都井睦雄
ついむつお
人物像
1917年3月5日に岡山県で生まれ、幼くして両親が結核で他界し、姉とともに祖母に引き取られ、後に津山事件が起きる貝尾集落に引っ越していた。
学業はそこそこ優秀であったが、都井を溺愛する祖母に進学を反対され、次第に引きこもるようになった。
その一方では、美白で容姿が優れており、青年に成長した頃には村の女性達にモテるイケメンとなっていた。
事件の経緯
20歳になって受けた徴兵検査で肺結核の診断と事実上の不合格が突きつけられた事をキッカケに人生が転落。
当時結核は不治の病と呼ばれて結核患者に対する偏見や差別が横行しており、都井もその例外ではなかった。
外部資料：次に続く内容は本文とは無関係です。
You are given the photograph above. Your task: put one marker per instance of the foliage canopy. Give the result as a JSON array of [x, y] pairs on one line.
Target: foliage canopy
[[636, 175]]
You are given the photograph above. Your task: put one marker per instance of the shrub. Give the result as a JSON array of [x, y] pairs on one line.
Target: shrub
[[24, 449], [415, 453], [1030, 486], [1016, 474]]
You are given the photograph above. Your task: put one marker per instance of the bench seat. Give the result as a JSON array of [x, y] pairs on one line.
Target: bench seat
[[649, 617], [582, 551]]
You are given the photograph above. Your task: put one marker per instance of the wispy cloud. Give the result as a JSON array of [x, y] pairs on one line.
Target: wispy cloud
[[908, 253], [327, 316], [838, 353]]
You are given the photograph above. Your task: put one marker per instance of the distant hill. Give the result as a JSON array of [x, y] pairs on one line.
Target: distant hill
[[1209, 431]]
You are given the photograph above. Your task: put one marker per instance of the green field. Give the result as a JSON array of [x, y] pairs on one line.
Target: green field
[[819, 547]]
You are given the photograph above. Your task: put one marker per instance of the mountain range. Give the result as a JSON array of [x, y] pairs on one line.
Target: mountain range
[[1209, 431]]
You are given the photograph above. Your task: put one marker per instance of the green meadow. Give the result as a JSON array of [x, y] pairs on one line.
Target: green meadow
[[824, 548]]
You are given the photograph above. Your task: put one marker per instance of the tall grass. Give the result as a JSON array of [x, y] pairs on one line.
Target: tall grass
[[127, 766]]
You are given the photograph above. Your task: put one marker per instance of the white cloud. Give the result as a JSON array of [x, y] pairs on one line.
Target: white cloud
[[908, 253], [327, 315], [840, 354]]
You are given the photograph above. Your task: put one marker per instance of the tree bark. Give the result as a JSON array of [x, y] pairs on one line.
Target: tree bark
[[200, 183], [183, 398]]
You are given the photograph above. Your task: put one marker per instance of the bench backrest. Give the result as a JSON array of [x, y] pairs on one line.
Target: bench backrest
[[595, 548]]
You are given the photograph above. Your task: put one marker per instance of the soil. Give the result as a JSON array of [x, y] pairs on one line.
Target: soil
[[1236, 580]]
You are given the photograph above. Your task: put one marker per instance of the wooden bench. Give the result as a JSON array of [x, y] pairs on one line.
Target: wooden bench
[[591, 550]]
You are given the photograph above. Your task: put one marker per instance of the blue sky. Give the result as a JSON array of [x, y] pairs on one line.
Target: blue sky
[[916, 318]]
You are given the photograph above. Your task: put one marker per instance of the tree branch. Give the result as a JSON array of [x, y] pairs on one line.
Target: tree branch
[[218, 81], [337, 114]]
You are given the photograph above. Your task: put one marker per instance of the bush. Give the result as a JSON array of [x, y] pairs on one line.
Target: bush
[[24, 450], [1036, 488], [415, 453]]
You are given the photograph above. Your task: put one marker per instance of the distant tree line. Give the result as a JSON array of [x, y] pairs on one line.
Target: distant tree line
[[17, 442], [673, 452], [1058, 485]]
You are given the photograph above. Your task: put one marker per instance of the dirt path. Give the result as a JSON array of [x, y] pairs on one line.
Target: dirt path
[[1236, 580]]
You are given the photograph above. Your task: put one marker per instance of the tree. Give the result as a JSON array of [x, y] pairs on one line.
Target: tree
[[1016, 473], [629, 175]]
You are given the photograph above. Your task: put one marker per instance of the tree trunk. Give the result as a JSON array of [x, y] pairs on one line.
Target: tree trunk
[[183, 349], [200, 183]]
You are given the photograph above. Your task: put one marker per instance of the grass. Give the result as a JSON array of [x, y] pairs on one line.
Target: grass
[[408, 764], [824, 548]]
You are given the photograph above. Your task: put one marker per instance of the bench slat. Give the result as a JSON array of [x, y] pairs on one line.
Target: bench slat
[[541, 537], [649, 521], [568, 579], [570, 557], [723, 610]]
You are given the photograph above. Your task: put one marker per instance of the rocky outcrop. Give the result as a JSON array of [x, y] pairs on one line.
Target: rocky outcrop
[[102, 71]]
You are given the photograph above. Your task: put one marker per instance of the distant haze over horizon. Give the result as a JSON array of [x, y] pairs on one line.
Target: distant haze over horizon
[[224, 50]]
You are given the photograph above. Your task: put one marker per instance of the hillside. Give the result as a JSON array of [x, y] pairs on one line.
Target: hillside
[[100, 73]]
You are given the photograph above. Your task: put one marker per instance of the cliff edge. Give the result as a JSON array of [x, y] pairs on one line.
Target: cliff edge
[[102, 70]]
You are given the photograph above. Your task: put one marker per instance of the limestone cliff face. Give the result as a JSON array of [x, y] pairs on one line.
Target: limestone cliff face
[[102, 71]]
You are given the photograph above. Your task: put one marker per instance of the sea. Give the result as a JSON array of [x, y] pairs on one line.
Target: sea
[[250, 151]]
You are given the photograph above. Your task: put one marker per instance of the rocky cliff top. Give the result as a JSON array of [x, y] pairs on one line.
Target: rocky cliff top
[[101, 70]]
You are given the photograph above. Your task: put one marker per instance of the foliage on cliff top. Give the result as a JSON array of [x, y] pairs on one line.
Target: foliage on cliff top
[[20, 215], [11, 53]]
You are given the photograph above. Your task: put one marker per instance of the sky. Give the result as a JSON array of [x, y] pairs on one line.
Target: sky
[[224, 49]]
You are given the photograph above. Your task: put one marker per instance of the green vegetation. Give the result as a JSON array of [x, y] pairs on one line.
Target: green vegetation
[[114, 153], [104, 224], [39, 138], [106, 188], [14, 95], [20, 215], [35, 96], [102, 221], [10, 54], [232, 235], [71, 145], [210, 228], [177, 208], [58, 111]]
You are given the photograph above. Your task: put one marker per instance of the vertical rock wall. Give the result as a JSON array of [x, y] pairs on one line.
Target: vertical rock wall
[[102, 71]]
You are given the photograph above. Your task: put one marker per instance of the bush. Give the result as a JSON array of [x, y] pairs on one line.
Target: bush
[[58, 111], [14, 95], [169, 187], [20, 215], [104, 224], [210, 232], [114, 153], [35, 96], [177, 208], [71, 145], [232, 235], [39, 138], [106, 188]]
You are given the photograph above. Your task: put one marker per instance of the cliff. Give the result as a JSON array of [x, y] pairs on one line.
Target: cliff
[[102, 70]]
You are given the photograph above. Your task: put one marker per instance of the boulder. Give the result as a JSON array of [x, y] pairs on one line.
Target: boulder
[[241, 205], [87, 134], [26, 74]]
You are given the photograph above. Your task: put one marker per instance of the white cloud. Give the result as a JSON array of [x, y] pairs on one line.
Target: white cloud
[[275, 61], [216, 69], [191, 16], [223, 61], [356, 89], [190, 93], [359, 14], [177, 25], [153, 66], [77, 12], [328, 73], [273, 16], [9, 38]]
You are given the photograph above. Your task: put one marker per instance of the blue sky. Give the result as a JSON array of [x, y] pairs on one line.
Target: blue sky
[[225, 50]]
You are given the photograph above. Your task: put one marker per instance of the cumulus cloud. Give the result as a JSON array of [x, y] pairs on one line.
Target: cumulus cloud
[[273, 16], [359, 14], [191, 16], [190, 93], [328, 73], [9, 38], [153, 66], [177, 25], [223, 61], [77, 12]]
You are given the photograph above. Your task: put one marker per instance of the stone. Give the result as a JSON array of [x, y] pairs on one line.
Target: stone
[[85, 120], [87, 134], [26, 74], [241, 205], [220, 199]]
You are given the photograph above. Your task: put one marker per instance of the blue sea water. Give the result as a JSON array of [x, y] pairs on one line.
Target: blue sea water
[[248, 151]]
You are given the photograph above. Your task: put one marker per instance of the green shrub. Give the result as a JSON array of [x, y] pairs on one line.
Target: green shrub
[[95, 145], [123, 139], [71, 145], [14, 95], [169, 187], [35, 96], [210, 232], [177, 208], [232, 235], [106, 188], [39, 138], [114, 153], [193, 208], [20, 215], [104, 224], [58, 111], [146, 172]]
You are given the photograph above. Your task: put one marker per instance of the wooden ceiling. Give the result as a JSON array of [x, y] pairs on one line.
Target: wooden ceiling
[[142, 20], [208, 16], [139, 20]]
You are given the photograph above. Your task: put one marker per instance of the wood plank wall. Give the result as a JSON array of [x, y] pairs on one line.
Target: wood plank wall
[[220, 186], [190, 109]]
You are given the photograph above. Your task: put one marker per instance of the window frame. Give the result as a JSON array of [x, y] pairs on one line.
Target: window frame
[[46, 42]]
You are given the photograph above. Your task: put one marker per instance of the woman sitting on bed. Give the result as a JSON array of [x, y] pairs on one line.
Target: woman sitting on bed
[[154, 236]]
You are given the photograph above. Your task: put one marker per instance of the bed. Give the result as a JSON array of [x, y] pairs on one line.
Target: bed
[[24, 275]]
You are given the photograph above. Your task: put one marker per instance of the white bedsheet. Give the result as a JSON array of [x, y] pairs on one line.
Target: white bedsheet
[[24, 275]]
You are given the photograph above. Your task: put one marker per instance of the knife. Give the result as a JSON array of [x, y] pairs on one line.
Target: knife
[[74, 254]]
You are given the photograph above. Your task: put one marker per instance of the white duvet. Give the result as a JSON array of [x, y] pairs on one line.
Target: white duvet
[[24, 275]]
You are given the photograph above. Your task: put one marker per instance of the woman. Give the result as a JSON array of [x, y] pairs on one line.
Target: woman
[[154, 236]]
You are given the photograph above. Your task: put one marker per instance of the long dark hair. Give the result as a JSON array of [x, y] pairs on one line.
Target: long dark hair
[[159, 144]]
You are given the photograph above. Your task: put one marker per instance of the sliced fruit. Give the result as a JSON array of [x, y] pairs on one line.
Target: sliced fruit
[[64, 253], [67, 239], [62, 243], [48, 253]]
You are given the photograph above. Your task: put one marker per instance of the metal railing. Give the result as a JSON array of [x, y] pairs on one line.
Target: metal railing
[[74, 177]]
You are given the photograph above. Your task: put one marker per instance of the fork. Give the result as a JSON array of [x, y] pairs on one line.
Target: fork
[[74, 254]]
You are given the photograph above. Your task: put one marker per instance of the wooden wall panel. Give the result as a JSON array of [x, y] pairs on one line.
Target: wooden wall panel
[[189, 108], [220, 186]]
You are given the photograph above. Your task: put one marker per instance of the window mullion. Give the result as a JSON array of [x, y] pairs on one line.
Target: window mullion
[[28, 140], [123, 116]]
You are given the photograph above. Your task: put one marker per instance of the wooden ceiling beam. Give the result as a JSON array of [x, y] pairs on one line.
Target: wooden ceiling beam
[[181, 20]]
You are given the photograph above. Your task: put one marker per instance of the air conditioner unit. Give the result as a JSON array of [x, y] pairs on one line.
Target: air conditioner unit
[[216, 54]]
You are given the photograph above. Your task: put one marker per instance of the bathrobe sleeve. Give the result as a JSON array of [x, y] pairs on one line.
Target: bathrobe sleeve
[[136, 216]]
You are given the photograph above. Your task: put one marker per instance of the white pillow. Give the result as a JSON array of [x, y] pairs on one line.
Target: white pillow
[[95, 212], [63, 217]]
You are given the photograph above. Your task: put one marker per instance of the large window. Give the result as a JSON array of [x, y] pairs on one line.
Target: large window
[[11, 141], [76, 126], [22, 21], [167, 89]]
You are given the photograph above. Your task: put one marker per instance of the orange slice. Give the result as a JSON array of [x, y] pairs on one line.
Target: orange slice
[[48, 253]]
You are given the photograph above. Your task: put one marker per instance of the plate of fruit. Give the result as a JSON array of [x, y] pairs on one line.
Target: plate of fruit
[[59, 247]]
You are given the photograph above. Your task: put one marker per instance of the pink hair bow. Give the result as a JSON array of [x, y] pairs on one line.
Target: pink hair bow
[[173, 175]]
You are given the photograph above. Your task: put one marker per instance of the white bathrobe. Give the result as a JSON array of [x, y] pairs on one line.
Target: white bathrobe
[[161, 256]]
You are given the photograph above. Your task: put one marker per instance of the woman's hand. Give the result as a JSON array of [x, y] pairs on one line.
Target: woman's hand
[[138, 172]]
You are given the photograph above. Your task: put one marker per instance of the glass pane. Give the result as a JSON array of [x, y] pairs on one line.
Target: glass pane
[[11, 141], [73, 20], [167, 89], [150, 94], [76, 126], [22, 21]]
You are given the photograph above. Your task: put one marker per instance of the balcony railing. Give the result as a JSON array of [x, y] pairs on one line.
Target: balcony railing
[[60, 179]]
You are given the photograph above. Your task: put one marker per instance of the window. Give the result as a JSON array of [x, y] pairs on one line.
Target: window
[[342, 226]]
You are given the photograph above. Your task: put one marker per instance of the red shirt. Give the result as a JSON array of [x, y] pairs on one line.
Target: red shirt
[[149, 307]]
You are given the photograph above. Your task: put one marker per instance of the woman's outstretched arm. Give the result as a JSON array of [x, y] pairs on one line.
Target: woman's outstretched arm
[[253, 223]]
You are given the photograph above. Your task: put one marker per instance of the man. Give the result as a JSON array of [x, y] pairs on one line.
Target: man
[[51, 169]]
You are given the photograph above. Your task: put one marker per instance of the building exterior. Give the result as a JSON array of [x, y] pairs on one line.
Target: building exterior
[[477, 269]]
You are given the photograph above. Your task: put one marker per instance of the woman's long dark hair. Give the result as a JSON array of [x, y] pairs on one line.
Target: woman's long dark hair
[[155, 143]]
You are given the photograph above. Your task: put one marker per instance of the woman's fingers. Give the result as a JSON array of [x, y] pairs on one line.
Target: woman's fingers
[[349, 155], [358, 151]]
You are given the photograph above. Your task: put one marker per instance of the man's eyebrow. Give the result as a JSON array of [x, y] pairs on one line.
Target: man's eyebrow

徴兵検査の結果があっという間に村中に広まり、今まで夜這いによって関係を持っていた女性達が次々と掌を返して都井の悪口を言うようになってしまう。(当時は徴兵は一種のステータスで
強い男の要素でもあった。しかし、病気による不合格であるため理不尽な差別に対する恨みに関しては同情はできる)
更には病気が原因で農作業等もできずにふらふらと無為に生きなければならなくなったために、集落の人々からは白い目を向けられて極力関わらないように距離を置かれて孤立。
結核患者への差別、不合格への嘲笑、夜這いの関係だった女性達の裏切りによってプライドを傷つけられて人生に絶望。
自身を蔑ろにする村人達に復讐するため、あらかじめ日本刀やライフル等の凶器を揃えて犯行を計画。
一度は計画を邪魔されたものの、既に堕ちるところまで堕ちた執念によって頓挫することなく密かに準備を完了させた。
そして、1938年(昭和13年)5月21日にわずか2時間で30人もの村人を次々と惨殺。
犯行を終えた後は荒坂峠で自らの心臓に猟銃を当てて自らの命を絶った。
関係ない者、抵抗しない者には刃を向けなかったといい
最後に訪れたとある家でそこに住む少年に「勉強してかしこくなれ」と励ましの言葉を送って自殺した為、精神状態は考えられているよりも正常だったと思われる。